Quad Cortex: The Touchscreen Tsunami

"You're not modeling the thing, you're modeling what it does to a signal."
© Screenshot/Quote: Spectresoundstudios (YouTube)
Just as the dust settled, the Kemper arrived and flipped the script again. Instead of modelling, it measured – capturing the real amp’s response and giving players a snapshot of the real deal. But the real game-changer? The Neural DSP Quad Cortex. This thing brought touchscreen ease, rotary encoders, and a multi-core DSP that could run multiple chains at once. No more 1970s microwave menus – just swipe, tap, and go.
Fricker doesn’t just hype the interface; he points out the freedom and flexibility this new breed offers.
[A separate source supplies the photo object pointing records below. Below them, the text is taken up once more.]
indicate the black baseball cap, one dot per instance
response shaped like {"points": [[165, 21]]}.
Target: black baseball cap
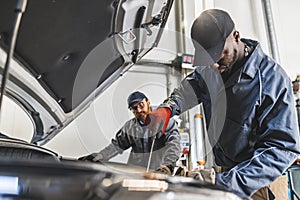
{"points": [[135, 97], [209, 32]]}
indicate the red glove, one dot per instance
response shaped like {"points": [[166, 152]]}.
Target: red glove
{"points": [[158, 120]]}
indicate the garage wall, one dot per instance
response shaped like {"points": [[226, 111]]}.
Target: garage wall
{"points": [[94, 129]]}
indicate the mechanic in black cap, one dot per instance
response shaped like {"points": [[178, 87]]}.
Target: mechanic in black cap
{"points": [[134, 134], [248, 102]]}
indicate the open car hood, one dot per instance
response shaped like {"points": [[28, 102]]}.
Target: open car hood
{"points": [[67, 52]]}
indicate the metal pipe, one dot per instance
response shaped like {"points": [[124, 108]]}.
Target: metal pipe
{"points": [[267, 10]]}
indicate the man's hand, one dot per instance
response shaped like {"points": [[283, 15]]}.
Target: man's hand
{"points": [[94, 157], [158, 120]]}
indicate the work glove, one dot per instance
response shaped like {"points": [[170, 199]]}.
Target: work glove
{"points": [[164, 169], [158, 120], [94, 157], [204, 175]]}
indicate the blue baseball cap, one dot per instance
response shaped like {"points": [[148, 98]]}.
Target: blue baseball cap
{"points": [[135, 97]]}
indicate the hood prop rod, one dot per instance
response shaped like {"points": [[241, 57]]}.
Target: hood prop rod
{"points": [[19, 10]]}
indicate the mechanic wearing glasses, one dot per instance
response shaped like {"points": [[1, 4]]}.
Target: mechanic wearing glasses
{"points": [[166, 147]]}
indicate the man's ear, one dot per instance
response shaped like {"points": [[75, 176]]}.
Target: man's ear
{"points": [[236, 35]]}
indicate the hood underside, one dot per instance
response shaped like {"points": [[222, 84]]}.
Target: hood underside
{"points": [[74, 49]]}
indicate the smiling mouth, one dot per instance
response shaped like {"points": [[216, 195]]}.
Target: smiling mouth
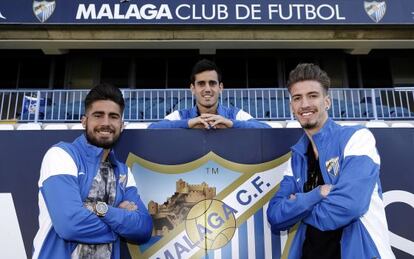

The Quad Cortex let you ditch the pedalboard and the cable spaghetti, but it also raised the stakes. Suddenly, the hardware box wasn’t the only game in town. The landscape shifted overnight, and the old guard started to look very, very nervous.
Feel vs. Convenience: The Never-Ending Debate
SpectreSoundStudios isn’t shy about calling out the trade-offs. Sure, you can run Neural Amp Modeler on your Mac or PC, but dragging a desktop to a gig is about as practical as bringing a fridge on stage. Laptops help, but now you’re juggling interfaces, cables, and the ever-present risk of running your guitar rig with a mouse while your hands are busy shredding.
But then comes the Octave box: a stripped-down Windows 11 machine in a stompbox, running your VSTs, your chains, your way. Fricker’s critical eye lands on the real question – does it sound as good as the big boys? The only way to really know is to listen, and the video’s A/B test is a must-watch. The debate between feel and convenience rages on, but the lines are getting blurrier by the minute.
Value vs. Hype: The Open Platform Smackdown
In the final round, Fricker puts the old hardware hype on blast. Once the sound is there, all the branding, ecosystems, and price tags start to look like yesterday’s news. The Octave box, running Neural Amp Modeler, is the iPod moment for amp sims – open, portable, and not locked to anyone’s ecosystem.
If you’re still clinging to your Quad Cortex like it’s Excalibur, it might be time to rethink. The real value now is freedom: run what you want, how you want, wherever you want. For the full sonic street fight, you’ll want to watch the video – the A/B shootout and Fricker’s closing rants are worth the price of admission alone.

"If Neural Amp Modeler is the modern napster for amp sims, this, this is the iPod moment."